Saisir les expressions sur le vif, dans toute la gamme des sentiments humains, c’est cela sa grande idée. Il lui faut des modèles vivants, des corps tendus sous l’effet de la douleur. Des corps de suppliciés à la musculature bandée comme des arcs.

Orazio mon père m’a dit qu’au moment du procès Cenci, Caravage avait obtenu de Pietro Aldobrandini l’autorisation de se rendre à Corte Savella et de visiter dans leur cellule la signora Lucrezia et la signorina Beatrice. Il a passé des heures auprès de l’une et de l’autre. Examinant leurs traits, l’expression changeante des visages, passant du désespoir le plus profond à la résignation la plus absolue, de la méditation à l’exaltation la plus intense, soutenue par la prière.
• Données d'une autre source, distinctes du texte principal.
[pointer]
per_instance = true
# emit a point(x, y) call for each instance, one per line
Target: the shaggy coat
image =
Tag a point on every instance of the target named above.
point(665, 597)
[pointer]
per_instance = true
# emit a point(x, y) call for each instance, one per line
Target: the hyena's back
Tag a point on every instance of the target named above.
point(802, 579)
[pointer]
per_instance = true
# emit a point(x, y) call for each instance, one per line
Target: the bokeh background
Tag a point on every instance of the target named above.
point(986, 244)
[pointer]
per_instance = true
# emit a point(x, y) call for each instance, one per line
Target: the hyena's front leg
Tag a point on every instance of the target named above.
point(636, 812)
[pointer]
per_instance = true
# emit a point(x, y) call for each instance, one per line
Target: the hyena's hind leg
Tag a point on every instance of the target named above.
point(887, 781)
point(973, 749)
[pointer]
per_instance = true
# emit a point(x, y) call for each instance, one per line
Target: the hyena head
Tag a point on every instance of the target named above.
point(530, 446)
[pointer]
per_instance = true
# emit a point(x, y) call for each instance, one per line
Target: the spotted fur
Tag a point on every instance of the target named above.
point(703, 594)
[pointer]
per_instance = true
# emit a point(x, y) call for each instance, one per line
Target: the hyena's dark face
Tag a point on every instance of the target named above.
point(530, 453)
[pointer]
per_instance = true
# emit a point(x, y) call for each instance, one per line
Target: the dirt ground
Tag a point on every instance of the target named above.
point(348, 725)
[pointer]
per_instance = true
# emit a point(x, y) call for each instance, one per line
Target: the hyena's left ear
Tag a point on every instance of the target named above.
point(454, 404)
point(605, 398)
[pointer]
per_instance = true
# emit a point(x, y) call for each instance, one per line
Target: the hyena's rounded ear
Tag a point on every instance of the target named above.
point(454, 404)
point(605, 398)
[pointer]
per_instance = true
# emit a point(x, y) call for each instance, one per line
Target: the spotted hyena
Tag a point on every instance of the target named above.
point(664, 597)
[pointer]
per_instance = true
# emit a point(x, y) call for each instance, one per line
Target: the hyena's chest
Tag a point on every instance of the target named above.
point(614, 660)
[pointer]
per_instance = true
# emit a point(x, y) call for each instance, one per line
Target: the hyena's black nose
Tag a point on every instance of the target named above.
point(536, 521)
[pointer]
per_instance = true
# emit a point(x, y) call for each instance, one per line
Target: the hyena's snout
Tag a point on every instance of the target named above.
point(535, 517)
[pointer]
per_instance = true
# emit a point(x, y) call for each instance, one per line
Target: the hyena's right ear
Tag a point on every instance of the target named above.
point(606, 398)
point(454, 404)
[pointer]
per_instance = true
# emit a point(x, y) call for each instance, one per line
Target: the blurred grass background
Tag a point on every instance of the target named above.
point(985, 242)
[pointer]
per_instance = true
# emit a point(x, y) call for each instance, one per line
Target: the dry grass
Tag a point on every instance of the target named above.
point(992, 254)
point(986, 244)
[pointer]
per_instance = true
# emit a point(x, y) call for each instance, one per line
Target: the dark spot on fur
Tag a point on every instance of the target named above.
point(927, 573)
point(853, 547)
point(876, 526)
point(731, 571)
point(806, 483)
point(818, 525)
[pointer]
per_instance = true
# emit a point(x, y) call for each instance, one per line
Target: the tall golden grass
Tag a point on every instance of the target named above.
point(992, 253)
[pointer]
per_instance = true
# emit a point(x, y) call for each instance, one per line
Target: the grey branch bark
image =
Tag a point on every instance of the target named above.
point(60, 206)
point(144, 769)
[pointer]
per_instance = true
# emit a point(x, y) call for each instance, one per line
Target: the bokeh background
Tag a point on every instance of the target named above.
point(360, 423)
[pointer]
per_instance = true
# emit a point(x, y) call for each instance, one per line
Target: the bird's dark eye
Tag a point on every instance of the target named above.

Toute une palette propre à représenter des « Madeleine en extase ». Orazio dit aussi que Donna Lucrezia lui a inspiré l’allure noble et hautaine de sa Phyllis, une petite huile sur toile qu’il a peinte dans ces années-là, peu avant que Lucrezia soit conduite à l’échafaud. D’autres disent que le portrait de cette Phyllis est celui de Fillide Melandroni, une courtisane du Trastevere, très prisée, qui tient le haut du pavé dans tout le quartier. Il semble qu’on la retrouve aussi sous les traits de sa Judith.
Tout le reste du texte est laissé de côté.